"Sharing" means f x
re-uses the x
that it creates; but with _Y g = g . g . g . g . ...
, each g
calculates its output anew (cf. this and this).
In that context, the sharing version has much worse memory usage, leads to a space leak.1
The definition of _Y
mirrors the usual lambda calculus definition's effect for the Y combinator, which emulates recursion by duplication, while true recursion refers to the same (hence, shared) entity.
In
x = f x
(_Y g) = g (_Y g)
both x
s refer to the same entity, but each of (_Y g)
s refer to equivalent, but separate, entity. That's the intention of it, anyway.

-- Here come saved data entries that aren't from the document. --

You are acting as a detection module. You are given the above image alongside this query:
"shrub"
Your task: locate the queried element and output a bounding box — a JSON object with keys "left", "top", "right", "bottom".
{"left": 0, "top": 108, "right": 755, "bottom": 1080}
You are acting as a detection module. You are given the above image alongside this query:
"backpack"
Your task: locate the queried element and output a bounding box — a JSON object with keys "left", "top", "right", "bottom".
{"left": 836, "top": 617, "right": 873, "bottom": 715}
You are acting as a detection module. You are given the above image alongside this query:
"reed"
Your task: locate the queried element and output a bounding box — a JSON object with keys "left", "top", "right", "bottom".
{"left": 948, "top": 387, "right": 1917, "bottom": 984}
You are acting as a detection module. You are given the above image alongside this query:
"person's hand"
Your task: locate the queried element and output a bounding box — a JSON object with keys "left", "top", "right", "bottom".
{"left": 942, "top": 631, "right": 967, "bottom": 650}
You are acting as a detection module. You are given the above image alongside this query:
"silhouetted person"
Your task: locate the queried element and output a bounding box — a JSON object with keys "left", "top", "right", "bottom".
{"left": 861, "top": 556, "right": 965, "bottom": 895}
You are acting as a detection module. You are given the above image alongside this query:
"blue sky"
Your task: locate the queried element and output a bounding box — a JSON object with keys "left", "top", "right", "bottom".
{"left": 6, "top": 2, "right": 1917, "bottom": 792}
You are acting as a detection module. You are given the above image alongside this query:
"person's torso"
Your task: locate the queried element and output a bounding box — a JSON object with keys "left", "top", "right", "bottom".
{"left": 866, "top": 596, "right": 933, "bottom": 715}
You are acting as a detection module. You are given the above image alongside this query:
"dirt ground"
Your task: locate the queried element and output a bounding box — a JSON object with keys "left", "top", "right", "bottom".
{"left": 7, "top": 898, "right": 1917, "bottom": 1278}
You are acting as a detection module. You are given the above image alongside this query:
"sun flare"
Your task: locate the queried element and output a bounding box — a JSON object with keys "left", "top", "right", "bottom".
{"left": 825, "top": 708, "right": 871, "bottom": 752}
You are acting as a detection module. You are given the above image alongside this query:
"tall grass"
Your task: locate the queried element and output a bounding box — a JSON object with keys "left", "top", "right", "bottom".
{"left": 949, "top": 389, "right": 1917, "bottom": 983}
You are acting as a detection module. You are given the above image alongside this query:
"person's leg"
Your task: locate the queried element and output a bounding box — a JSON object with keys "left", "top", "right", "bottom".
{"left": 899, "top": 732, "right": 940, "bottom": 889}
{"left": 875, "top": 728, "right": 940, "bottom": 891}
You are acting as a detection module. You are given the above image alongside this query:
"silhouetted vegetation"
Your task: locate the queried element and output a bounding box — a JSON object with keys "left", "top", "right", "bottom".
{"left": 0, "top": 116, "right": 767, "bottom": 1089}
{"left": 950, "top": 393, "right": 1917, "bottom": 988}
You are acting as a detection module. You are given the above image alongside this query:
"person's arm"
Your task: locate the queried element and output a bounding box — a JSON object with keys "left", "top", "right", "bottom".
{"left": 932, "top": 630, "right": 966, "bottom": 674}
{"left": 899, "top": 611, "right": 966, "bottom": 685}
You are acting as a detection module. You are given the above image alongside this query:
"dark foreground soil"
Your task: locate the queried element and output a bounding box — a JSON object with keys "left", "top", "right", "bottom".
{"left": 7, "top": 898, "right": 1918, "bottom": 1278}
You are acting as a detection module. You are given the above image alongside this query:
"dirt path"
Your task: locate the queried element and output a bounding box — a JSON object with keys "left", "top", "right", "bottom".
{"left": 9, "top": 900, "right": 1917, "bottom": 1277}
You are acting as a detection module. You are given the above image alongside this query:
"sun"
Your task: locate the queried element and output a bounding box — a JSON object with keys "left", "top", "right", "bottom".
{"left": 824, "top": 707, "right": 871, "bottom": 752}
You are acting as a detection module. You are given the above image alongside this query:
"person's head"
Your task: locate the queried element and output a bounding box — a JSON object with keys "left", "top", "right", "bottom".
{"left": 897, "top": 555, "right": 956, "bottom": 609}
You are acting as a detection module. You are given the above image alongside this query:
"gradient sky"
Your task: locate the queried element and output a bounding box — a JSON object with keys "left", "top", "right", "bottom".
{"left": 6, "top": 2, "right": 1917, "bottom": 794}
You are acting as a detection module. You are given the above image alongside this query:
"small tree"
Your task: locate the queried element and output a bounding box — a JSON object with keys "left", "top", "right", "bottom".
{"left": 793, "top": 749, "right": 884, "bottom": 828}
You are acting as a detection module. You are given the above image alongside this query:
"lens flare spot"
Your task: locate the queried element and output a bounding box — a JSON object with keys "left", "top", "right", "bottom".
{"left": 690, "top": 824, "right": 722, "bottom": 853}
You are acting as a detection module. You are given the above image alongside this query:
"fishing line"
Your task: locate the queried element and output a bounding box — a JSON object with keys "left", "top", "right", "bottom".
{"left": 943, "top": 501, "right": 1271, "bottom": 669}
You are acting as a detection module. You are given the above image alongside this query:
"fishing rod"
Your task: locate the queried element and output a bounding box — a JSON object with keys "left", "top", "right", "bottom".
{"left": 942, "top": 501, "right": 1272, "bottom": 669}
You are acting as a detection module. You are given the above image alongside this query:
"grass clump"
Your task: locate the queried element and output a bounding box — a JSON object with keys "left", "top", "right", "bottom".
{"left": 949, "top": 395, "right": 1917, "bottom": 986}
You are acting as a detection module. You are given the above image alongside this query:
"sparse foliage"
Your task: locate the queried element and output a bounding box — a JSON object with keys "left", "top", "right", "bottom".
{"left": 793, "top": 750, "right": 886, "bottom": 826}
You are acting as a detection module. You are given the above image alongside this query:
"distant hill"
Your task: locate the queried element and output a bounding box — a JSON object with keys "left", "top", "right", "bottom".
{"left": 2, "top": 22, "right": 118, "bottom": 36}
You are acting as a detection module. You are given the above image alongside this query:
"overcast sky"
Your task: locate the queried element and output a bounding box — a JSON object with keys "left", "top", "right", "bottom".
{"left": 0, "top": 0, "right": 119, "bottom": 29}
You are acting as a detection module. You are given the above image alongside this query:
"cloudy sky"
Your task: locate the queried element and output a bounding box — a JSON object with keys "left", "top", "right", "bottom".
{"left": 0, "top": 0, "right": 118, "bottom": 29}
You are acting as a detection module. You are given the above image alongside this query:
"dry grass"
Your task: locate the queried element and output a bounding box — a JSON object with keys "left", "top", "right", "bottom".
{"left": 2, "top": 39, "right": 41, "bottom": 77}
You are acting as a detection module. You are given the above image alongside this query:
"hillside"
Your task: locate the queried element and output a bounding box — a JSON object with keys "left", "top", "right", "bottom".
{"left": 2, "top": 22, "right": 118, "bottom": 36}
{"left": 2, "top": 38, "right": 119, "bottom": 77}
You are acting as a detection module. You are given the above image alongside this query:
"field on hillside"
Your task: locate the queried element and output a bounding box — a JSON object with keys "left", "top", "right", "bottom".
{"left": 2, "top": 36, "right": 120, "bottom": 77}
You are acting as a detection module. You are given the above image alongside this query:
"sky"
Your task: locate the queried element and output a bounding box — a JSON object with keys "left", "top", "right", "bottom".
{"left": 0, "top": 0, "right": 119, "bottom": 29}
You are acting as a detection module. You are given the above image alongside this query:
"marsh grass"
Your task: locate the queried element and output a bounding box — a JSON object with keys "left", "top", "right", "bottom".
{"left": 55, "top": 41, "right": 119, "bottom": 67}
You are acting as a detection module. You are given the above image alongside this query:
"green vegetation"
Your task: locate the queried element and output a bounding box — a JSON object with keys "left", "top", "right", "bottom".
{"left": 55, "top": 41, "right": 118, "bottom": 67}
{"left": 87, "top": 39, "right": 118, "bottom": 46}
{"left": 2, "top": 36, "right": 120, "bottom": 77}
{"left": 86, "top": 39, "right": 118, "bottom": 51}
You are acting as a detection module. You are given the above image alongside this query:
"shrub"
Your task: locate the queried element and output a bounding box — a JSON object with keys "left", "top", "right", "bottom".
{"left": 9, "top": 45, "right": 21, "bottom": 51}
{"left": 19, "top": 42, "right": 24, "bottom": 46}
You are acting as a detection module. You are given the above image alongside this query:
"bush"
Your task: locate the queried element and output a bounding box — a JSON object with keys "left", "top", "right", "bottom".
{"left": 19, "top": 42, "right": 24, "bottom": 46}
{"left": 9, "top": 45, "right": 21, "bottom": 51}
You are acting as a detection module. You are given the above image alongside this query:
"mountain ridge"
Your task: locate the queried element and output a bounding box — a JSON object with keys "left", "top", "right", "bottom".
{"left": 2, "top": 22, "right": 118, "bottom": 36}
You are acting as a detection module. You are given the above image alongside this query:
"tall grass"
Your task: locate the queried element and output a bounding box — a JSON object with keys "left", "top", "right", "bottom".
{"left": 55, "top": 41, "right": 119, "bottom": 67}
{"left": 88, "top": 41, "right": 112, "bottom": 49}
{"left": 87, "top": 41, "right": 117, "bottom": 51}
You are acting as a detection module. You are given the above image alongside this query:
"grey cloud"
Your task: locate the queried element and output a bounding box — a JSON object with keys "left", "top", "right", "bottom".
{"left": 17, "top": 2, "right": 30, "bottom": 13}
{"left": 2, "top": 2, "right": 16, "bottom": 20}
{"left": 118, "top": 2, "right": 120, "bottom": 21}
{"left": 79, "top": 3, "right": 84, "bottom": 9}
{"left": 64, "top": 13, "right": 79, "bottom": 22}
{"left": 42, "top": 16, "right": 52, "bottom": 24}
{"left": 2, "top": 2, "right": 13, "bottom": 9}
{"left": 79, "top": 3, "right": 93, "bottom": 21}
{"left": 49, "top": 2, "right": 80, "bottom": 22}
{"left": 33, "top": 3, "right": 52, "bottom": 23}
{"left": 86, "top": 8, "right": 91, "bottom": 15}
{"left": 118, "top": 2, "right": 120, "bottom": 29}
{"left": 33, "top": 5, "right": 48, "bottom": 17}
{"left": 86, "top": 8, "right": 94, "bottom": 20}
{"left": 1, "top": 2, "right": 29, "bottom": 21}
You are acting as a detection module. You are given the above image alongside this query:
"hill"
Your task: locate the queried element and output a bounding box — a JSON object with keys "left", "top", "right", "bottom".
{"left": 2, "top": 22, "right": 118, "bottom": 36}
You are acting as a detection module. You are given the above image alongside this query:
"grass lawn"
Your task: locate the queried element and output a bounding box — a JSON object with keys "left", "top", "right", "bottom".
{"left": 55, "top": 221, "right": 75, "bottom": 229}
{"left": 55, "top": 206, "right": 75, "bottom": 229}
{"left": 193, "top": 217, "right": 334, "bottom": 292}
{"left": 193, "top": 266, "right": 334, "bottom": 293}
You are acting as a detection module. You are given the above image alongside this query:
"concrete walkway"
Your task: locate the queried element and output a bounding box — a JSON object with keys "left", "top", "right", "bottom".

Of course thanks to referential transparency there's no guarantee in Haskell the language for any of this. But GHC the compiler does behave this way.
_Y g
is a common sub-expression and it could be "eliminated" by a compiler by giving it a name and reusing that named entity, subverting the whole purpose of it. That's why the GHC has the "no common sub-expressions elimination" -fno-cse
flag which prevents this explicitly. It used to be that you had to use this flag to achieve the desired behaviour here, but not anymore. GHC won't be as aggressive at common sub-expressions elimination anymore, with the more recent (read: several years now) versions.
disclaimer: I'm the author of that part of the page you're referring to. Was hoping for the back-and-forth that's usual on wiki pages, but it never came, so my work didn't get reviewed like that. Either no-one bothered, or it is passable (lacking major errors). The wiki seems to be largely abandoned for many years now.
1 The g
function involved,
(3:) . minus [5,7..] . foldr (\ (x:xs) ⟶ (x:) . union xs) []
. map (\ p ⟶ [p², p² + 2p..])
produces an increasing stream of all odd primes given an increasing stream of all odd primes. To produce a prime N
in value, it consumes its input stream up to the first prime above sqrt(N)
in value, at least. Thus the production points are given roughly by repeated squaring, and there are ~ log (log N)
of such g
functions in total in the chain (or "tower") of these primes producers, each immediately garbage collectible, the lowest one producing its primes given just the first odd prime, 3
, known a priori.
And with the two-staged _Y2 g = g x where { x = g x }
there would be only two of them in the chain, but only the top one would be immediately garbage collectible, as discussed at the referenced link above.